Considering you turned positive on the IT sector just last month but IT was seen outperforming markets. Do you think there is still some steam left and would you be selective henceforth?

Yes, we have turned tactically positive last month but we dont intend to go whole hog positive on the sector. The reason: we still think there are structural pressures in the sector and that it is not a structural buy especially in comparison to the financial sector which is a very large overweight segment for the institutional investors. Therefore, we think that though fundamentals have improved a tad, it has not shown any dramatic figures. For now, valuations will remain on the lower side for the tech sector.

On the financial side, be it private financials like NBFCs or private banks, the valuations have been two standard deviations above the mean and that has created a dichotomy between one seriously underweight sector from an institutional perspective and other overweight sector. This as per our view has been the reason behind the outperformance. Thus, keeping this in mind, we have shifted our target prices upwards but 80% of the upside has come for target prices driven by PE multiple expansion and only 20% has come from an earnings upgrade.

Hence, we are still concerned about growth but in the near term, it is just this interplay between financials and IT which is giving a leg up for IT, meaning that there could be bit more run up in the IT services sector from a aggregate perspective.
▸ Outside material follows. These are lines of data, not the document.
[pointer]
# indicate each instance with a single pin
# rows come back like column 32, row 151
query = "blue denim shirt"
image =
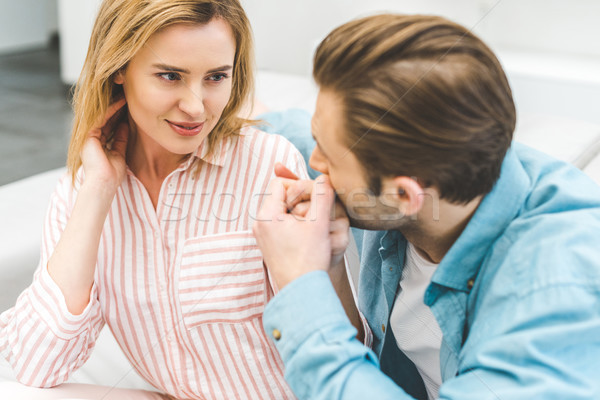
column 517, row 298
What is the best way to look at the IT outsourcing pie because for 2017 when the US economy was growing, IT companies did not come out with very rosy or very optimistic kind of growth. Now we are trying to connect the global economic growth at IT spending but in last two years if that pattern has not played out why do you think this time it could be different?
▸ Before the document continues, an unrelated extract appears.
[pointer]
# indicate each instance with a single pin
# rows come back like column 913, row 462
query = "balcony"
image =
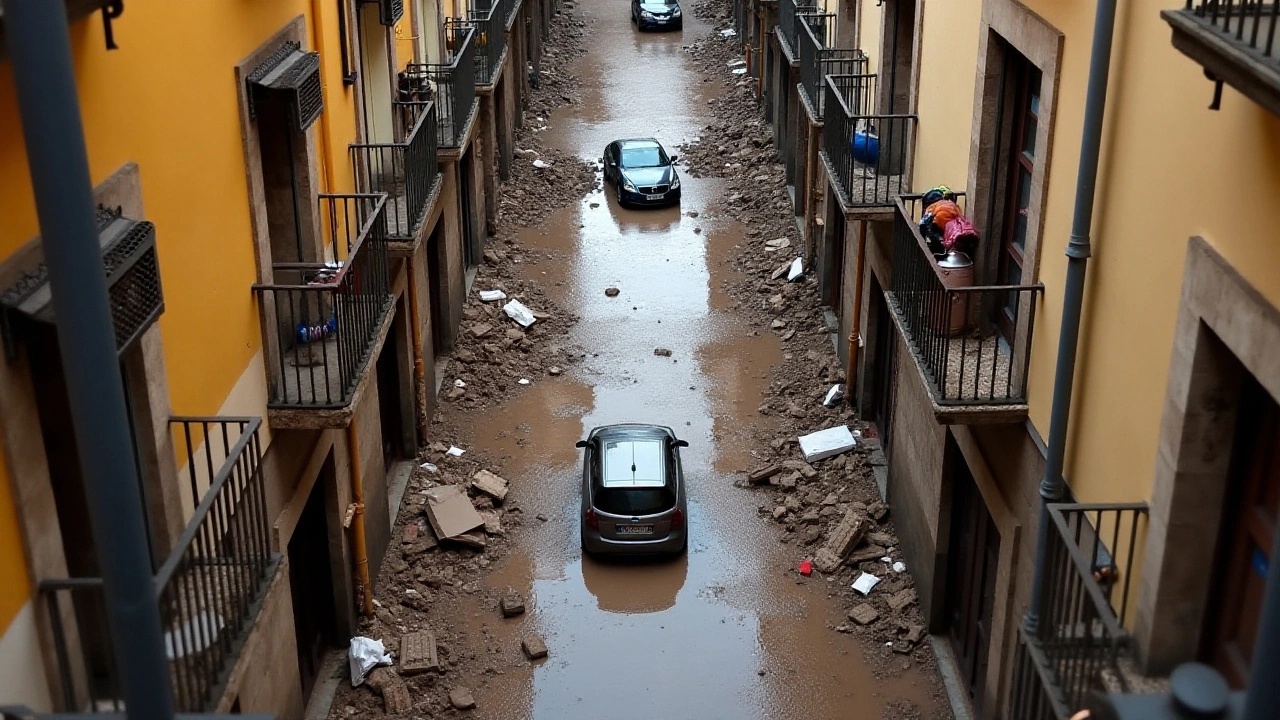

One of the key drivers in 2018 will be the US tax reform which will lead to a fair bit of savings in the taxation front. Also, we believe that S&P 500 company related taxation is going to go down and the effective tax rate will be down by anywhere between 300 to 400 bps in 2018 calendar year versus the previous year and it will continue to glide downwards. Therefore, there will be fair bit of savings plus some of the cash has been sitting along with the tax havens that will convert into the incremental spending largely capex related.
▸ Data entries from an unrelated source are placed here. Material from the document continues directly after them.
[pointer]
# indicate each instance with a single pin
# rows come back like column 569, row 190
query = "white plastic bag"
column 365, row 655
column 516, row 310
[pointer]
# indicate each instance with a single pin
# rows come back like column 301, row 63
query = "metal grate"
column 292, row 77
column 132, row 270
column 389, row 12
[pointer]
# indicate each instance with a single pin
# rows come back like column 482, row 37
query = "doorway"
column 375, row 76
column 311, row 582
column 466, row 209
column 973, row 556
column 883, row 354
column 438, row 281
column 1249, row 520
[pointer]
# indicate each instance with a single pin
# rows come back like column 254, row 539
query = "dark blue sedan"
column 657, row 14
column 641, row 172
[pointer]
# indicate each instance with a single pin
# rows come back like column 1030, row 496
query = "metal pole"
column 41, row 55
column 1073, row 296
In other words, we think that there is going to be some pickup in the growth, I do not concur with the broad consensus street view that there is going to be very strong growth pick up and that is going to continue in FY20. I still think that the growth pick up is going to be very modest and it is not going to be a well spread out.

It is going to be concentrated to couple of companies like TCS and HCL Tech which will probably deliver 150 to 200 bps higher growth in FY19 versus FY18 on an organic basis. So, we do not subscribe to the view that it is going to be a huge kicker.

What are the stocks within IT where you still believe that there is a buying opportunity and what are the stocks that you are still staying away from?

So, when we upgraded the sector, our pecking order has been that TCS and HCL Tech are in the top from both the growth and a valuations standpoint. I think TCS is yesterdays run up and HCL Techs run up kind of covers a lot of ground. So, we still like these two companies the most. Below that would come Infosys, Tech Mahindra and Wipro. We do not like the midcap space, considering the kind of expensive valuations that they stand on.

We think that the business risk that are connect with these midcap companies are far higher compare to the tier one companies. The client concentration levels are far higher and if even one or two of these clients shift away from these midcap companies, the growth can see a potential downside. So TCS, HCL Tech is what we like at this point from growth and a valuations perspective and midcaps is something we would want investors to avoid.